Die beiden Leuchttürme stehen sich gegenüber, sie heben sich jedoch nicht gegenseitig auf, kommunizierenden Gefäßen gleich bedingen sie aneinander. In der Seelsorge empfehle ich Menschen, wenn ich sie begleiten darf immer, sich an beiden zu orientieren, keine Seite davon absolut zu setzen. Gewissen und Lehre stehen in einem Spannungsverhältnis. Es gibt Extremsituationen auf beiden Seiten. Zum Beispiel wo der Mensch allein auf sich angewiesen ist, einsame Wege zu gehen; wo die Einzigartigkeit zum alleinigen Leitstern wird. In solchen Situationen darf man gar nicht erwarten, vor irgendjemandem und schon gar nicht von einer Institution, verstanden zu werden, viele können beistehen, aber niemand kann einem die Antwort abnehmen. Berufungsgeschichten, Lebensentscheidungen kennen diese Dynamik. Auf dem Weg der via negationis hat dies Dostojewski in seinem Meisterwerk „Die Brüder Karamasow“ auf die Spitze getrieben, wenn er sagt: „Für einen Augenblick war die Lüge Wahrheit.“ Das Leben kennt Momente, wo ein allgemein geltender Wahrheitsanspruch für den einzelnen ein zu grobes Raster ist. Ähnliches kennen wir aus der rabbinischen Theologie über die Einschätzung von König David: „Für unsere Zeit ist er ein Ungerechter, für seine Zeit ein Gerechter.“

Andererseits gibt es auch die konträre Erfahrung: man kann zur Bewältigung von Lebensaufgaben selbst fast nichts beitragen, es bleibt nur ein vielfach gegangener Weg, einer allgemein gültigen Regel zu folgen. Im religiösen Bereich ist das der Ritus. Bei schweren Schicksalsschlägen, bei Begräbnissen, wenn es uns die Kehle zuschnürt, in unseren Herzen Tod gefühlt wird, man selbst nicht imstande ist, ein Wort zu sagen - wie tröstlich und Sicherheit gebend ist es, wenn uns das durch Jahrhunderte geprägte Ritual den Weg weist.
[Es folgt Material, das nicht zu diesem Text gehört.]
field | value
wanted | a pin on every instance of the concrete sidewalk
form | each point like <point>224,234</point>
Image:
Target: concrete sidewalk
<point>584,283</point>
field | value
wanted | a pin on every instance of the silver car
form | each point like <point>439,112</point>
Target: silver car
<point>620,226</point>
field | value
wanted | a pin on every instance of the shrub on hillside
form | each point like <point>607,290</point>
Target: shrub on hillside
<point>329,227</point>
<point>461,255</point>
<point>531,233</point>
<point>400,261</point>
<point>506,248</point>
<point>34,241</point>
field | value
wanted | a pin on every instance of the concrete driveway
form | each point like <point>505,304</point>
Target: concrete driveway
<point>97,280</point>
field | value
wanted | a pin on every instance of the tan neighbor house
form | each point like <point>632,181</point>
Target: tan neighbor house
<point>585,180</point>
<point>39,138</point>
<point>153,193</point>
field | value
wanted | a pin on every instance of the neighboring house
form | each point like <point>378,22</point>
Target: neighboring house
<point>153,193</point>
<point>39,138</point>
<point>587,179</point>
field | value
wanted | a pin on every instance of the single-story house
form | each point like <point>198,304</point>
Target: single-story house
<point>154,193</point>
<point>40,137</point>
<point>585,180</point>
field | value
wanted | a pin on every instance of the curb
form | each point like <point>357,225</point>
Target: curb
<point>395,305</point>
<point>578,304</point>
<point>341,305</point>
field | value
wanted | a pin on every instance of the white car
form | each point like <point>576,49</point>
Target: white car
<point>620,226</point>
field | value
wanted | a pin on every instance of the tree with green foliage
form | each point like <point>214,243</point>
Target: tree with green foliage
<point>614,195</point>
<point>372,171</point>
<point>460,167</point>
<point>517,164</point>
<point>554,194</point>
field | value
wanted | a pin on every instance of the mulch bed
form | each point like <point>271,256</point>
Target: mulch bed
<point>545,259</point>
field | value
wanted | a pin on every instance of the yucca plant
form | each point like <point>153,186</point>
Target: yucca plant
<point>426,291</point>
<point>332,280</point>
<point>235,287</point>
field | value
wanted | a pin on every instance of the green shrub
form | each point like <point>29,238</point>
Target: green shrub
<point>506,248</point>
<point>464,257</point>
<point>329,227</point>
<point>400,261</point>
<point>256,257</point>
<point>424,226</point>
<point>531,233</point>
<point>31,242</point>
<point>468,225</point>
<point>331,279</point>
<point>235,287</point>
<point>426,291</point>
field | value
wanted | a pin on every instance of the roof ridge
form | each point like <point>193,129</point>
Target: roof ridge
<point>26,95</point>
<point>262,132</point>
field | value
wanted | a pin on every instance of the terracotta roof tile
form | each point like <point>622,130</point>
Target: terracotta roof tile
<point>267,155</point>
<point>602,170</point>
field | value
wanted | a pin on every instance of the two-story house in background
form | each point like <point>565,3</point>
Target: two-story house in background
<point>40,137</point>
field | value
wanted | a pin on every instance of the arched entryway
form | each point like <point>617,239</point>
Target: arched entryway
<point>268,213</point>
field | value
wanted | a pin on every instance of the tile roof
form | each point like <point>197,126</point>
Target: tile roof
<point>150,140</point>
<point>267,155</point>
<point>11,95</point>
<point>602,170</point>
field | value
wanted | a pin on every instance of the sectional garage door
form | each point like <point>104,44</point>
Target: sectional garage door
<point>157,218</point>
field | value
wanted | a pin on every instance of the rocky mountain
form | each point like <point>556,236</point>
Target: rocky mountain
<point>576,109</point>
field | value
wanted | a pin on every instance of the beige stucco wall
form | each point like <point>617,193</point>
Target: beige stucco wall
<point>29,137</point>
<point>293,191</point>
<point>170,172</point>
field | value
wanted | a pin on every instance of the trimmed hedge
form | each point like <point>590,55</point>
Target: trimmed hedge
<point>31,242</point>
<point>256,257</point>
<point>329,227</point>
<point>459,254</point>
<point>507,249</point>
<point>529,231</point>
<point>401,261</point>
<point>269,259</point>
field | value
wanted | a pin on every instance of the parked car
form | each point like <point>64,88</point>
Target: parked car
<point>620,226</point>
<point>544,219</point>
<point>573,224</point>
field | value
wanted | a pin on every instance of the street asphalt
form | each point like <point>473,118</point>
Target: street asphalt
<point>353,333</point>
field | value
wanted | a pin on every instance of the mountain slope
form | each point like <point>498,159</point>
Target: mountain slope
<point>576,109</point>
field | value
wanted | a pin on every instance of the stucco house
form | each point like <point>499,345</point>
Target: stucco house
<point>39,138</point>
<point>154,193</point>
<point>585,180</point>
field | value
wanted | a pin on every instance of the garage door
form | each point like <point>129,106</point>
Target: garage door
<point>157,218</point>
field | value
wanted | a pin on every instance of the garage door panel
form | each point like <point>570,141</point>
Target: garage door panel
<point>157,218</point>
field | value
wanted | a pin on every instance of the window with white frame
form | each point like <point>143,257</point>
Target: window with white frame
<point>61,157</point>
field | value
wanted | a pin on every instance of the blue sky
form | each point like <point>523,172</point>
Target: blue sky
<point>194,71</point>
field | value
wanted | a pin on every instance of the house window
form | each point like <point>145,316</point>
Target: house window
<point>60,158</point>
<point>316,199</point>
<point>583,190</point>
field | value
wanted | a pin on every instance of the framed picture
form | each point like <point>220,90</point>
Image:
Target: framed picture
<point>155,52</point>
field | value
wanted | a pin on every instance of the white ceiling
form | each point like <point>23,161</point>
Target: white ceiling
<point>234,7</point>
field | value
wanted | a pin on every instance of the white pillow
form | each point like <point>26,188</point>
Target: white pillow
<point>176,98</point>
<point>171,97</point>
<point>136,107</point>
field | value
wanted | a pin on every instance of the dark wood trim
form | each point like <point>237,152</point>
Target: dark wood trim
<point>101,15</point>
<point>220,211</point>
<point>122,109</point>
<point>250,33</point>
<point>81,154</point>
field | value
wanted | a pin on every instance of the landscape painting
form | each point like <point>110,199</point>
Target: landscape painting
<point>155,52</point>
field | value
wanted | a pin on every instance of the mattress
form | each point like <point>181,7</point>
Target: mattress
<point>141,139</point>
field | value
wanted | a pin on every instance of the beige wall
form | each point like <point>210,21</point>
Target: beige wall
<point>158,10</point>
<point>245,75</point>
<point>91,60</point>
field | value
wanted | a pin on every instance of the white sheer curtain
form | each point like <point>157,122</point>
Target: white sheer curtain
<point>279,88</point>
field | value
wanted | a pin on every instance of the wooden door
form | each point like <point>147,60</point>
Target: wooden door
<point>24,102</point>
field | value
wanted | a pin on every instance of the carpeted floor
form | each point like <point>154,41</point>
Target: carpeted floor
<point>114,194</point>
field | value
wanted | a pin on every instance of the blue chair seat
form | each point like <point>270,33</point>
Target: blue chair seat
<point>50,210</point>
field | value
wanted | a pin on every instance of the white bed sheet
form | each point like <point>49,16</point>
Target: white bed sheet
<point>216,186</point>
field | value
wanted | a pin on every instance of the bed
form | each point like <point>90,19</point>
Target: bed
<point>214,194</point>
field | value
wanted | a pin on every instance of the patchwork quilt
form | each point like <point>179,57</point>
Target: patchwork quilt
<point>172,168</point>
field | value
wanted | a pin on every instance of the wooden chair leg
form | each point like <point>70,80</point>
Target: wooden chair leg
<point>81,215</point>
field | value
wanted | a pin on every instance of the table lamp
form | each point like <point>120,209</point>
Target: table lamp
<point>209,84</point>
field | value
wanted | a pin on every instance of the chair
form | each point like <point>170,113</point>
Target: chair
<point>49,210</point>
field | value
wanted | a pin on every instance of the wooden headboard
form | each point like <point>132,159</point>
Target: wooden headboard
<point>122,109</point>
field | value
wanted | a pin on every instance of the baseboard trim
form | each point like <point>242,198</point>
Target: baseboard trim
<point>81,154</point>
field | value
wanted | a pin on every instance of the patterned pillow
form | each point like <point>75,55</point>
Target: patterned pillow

Diese beiden Leuchttürme markieren jenen Freiheits- und Sicherheitsraum, in dem Glaube und Leben vor Gott und vor den Anderen aufmerksam und verantwortungsvoll möglich ist. Innerhalb dieser Synthese bleibt Raum für radikale Optionen, wie z.b im heutigen Evangelium die apokalyptische Rede. Wir haben es soeben im Evangelium gehört, in der apokalyptischen Rede Jesu, wenn er bekennt, wozu er gekommen ist, nämlich Entscheidungen herbei zu führen. Entscheiden im Sinne Jesu bedeutet auch, Gegenpositionen zu beziehen. Als gläubiger Mensch braucht es entschiedenes Bekennen, d.h. auch, sich abtrennen. Aber diese Position kann sich nicht auf die ganze Verkündigung Jesu beziehen. Denn in der Herzmitte seiner Verkündigung steht die Bergpredigt, die radikale Position für den Anderen, für die Humanität: „Was ihr für einen meiner Geringsten getan habt, das habt ihr mir getan.“ Das sind die zwei Pole der ganzen Lehre Jesu Christi. Fundamentalismen bleiben immer in der Einseitigkeit.

Liebe Brüder und Schwestern,
der Glaubende wird für beide Optionen ein offenes und bereites Herz haben. Ich verweise hier nur auf den in der Verfolgungszeit entstandenen Diognetbrief, aus den ersten Jahrhunderten, wo es heißt: „Christen gehorchen den bestehenden Gesetzen und überbieten sie durch ihre eigene Lebensform.“ Denn: Der Freiheitsraum des gläubigen Menschen ist immer auch der Sicherheitsraum für den Nächsten, wie er auch Sicherheitsraum für Gott ist.